What Kanye West gets right, and what he gets wrong
Designer hinted his athletic-wear collection for Adidas would fill fashion's creativity void, but it didn't

At half past the appointed hour for the unveiling of Kanye West’s collaboration with Adidas Original, the crowd of non-celebrity guests was still standing in a cramped hallway in a downtown warehouse along Manhattan's West Street waiting for the doors to open. It was the kind of dawdling that puts a fashion audience in a bad mood as they envision their tightly choreographed schedules of back-to-back appointments collapse.
The organizers of the Perry Ellis show — in the unfortunate position of having to follow a superstar musician and sensing that he might keep to his own Yeezy clock — had dispatched minibuses to whisk guests uptown to the brand’s more sedate venue. They sat on the street idling.

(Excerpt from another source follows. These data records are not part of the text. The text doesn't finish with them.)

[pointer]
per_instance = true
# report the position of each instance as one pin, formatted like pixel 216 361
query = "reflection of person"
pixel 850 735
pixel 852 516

People expected hubris from West. And he did not disappoint. Indeed, when guests were finally seated and various Kardashians, including wife Kim, were settled in alongside Rihanna and Russell Simmons, Jay-Z, Beyonce, Diddy and more, West rattled off a manifesto of sorts in introducing the collection.

"People just write negative things," West began. They ask: "Why’s he still trying?"
And then he answered that rhetorical question: "I want to create something better for you," he declared. "We have been limited. There’s a lack of creativity in every field because people are afraid." West promised to jar the eyes with a fashion revelation and delight the ear with a sonic explosion.